For the dama, there was always a horse free. A trail horse? Of course, dama, and the saddle, and the bridle. And might the groom suggest that this horse accepted hobbles well? Very good. She went back into the kitchen, and collected a lunch. She felt, if not happy, at least positive . . . the pull of Fleet, she thought, the knowledge that in just a few days she would be back in her new home, forever.
The valley opened before her, magical again, as it had been in her childhood . . . as she would remember it in the moment of her death. It hardly deserved the name of "valley," although when Esmay had first seen it, she'd been so young it seemed large. Now she could see that what she remembered was merely a saucer in the side of the mountain, a grassy glade in which a small pool trickled away in a murmuring stream that would become a rushing noisy stream only further down. On one side were the dark pines, secretive, rising from rocky ledges, and facing them were the white-boled poplars with their dancing leaves. In this brief mountain spring, the new grass was spangled with pink and yellow and white, the windflowers and snowflowers . . . a few weeks later, the tall scarlet and blue lupines would bloom, but now all the flowers lay close to the ground.

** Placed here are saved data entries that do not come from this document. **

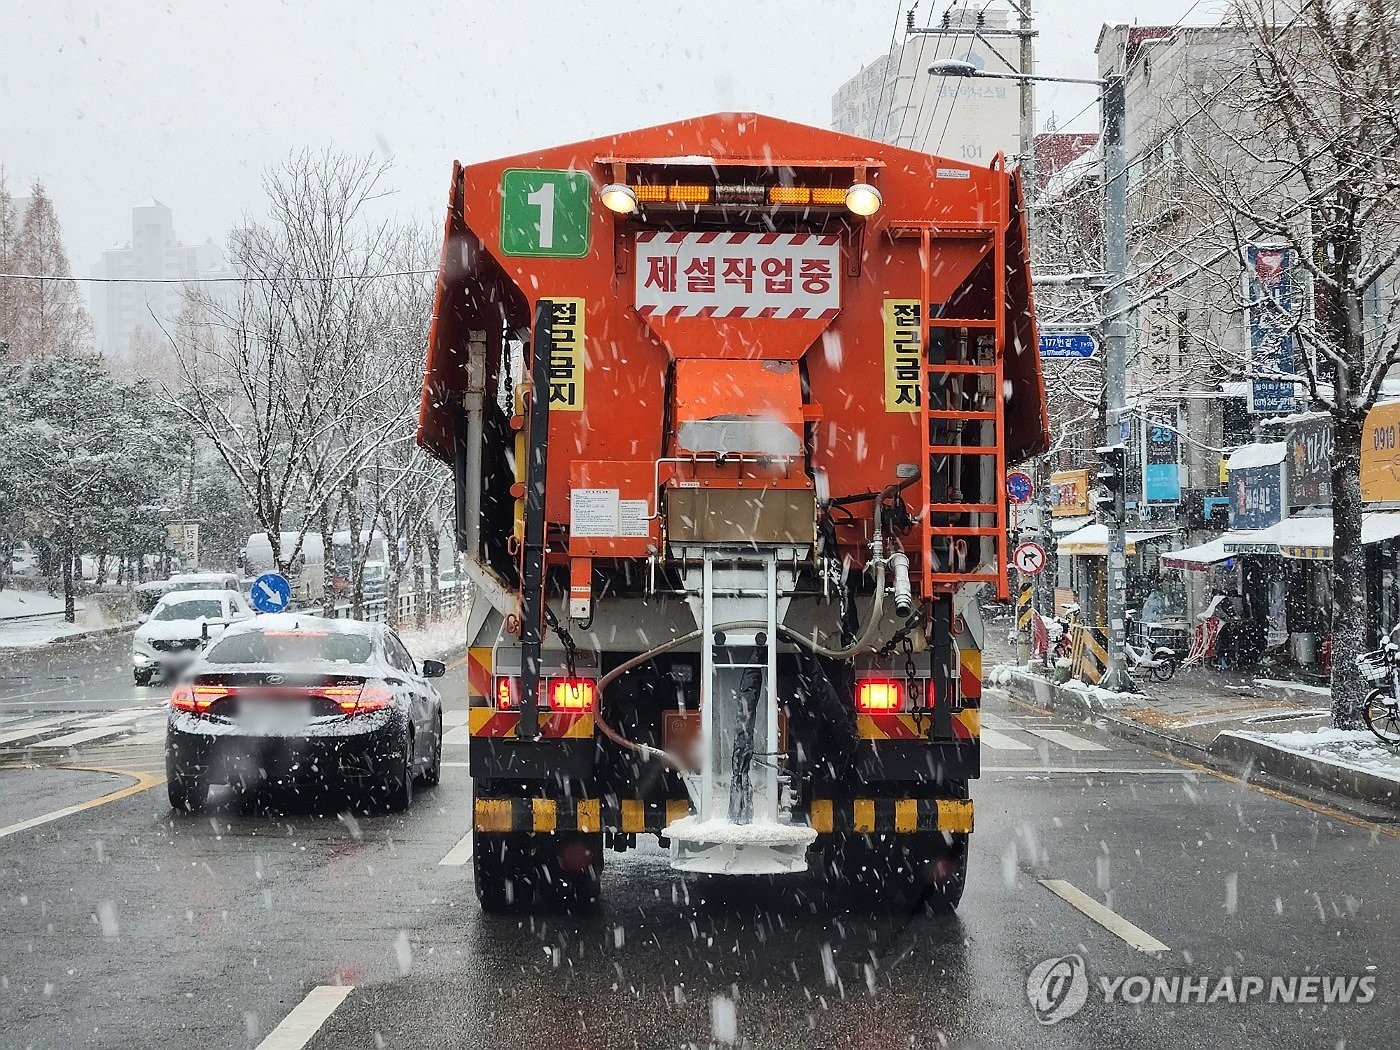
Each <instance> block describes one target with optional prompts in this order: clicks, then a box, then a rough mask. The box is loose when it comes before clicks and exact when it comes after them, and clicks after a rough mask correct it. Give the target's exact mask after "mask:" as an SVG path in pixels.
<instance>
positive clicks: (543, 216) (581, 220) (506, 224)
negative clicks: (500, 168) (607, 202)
mask: <svg viewBox="0 0 1400 1050" xmlns="http://www.w3.org/2000/svg"><path fill="white" fill-rule="evenodd" d="M591 214H592V179H589V178H588V172H582V171H549V169H543V168H508V169H507V171H504V172H503V174H501V251H503V252H504V253H505V255H533V256H545V258H554V259H581V258H582V256H585V255H588V224H589V217H591Z"/></svg>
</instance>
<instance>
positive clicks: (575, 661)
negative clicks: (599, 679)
mask: <svg viewBox="0 0 1400 1050" xmlns="http://www.w3.org/2000/svg"><path fill="white" fill-rule="evenodd" d="M545 623H547V624H549V629H550V630H552V631H554V634H557V636H559V641H560V643H561V644H563V647H564V665H566V666H567V668H568V676H570V678H573V676H574V665H575V662H577V659H578V647H577V645H575V644H574V637H573V636H571V634H570V633H568V629H567V627H563V626H560V623H559V617H557V616H554V610H553V609H550V608H549V606H547V605H546V606H545Z"/></svg>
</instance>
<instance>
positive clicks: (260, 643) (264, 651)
mask: <svg viewBox="0 0 1400 1050" xmlns="http://www.w3.org/2000/svg"><path fill="white" fill-rule="evenodd" d="M372 651H374V643H372V640H371V638H370V637H368V636H365V634H347V633H339V631H336V633H332V631H248V633H244V634H232V636H230V637H227V638H221V640H220V641H218V643H217V644H216V645H214V647H213V648H211V650H210V651H209V652H207V654H206V657H204V659H206V661H209V662H211V664H288V662H290V664H297V662H305V661H318V662H323V661H329V662H332V664H363V662H365V661H367V659H370V654H371V652H372Z"/></svg>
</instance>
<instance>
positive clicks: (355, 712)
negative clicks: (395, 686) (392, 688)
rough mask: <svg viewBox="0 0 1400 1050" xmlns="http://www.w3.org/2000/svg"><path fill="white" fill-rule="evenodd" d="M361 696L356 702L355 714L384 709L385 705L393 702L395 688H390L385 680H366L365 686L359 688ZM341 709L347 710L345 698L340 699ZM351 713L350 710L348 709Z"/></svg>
mask: <svg viewBox="0 0 1400 1050" xmlns="http://www.w3.org/2000/svg"><path fill="white" fill-rule="evenodd" d="M358 692H360V697H358V699H357V700H356V703H354V708H353V713H354V714H365V713H367V711H382V710H384V708H385V707H389V706H392V704H393V690H392V689H389V687H388V686H386V685H384V682H365V683H364V687H363V689H360V690H358ZM340 710H342V711H344V710H346V704H344V700H342V701H340ZM347 714H349V711H347Z"/></svg>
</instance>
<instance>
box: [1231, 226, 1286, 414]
mask: <svg viewBox="0 0 1400 1050" xmlns="http://www.w3.org/2000/svg"><path fill="white" fill-rule="evenodd" d="M1292 269H1294V252H1292V248H1288V246H1284V245H1246V248H1245V290H1243V291H1245V304H1246V309H1245V314H1246V323H1247V325H1249V361H1250V371H1252V372H1253V377H1254V378H1252V379H1250V384H1249V410H1250V412H1254V413H1260V414H1278V413H1289V412H1295V410H1296V400H1298V399H1296V391H1295V386H1294V384H1292V381H1289V379H1282V378H1280V372H1282V374H1285V375H1292V374H1294V372H1295V371H1296V361H1295V347H1294V333H1292V325H1294V311H1295V307H1296V302H1295V291H1294V276H1292Z"/></svg>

Esmay leaned back in the saddle and took in a deep breath. She wanted to breathe in and in, filling herself with the resinous scent of pine, the crisp scent of mint and grass, the sweetness of the flowers, the tang of poplar and even the sour rank smell of the lush weeds near the water. She could feel tears rising, and she clamped down on her emotions. Instead of crying, she dismounted, and led her horse forward to drink from the pool. Then she removed the saddlebags, and slung them over her shoulder. She led the horse to the fallen pine—still there after all these years—and unsaddled it; she put the saddle over the leaning trunk, then hobbled the horse before removing the bridle.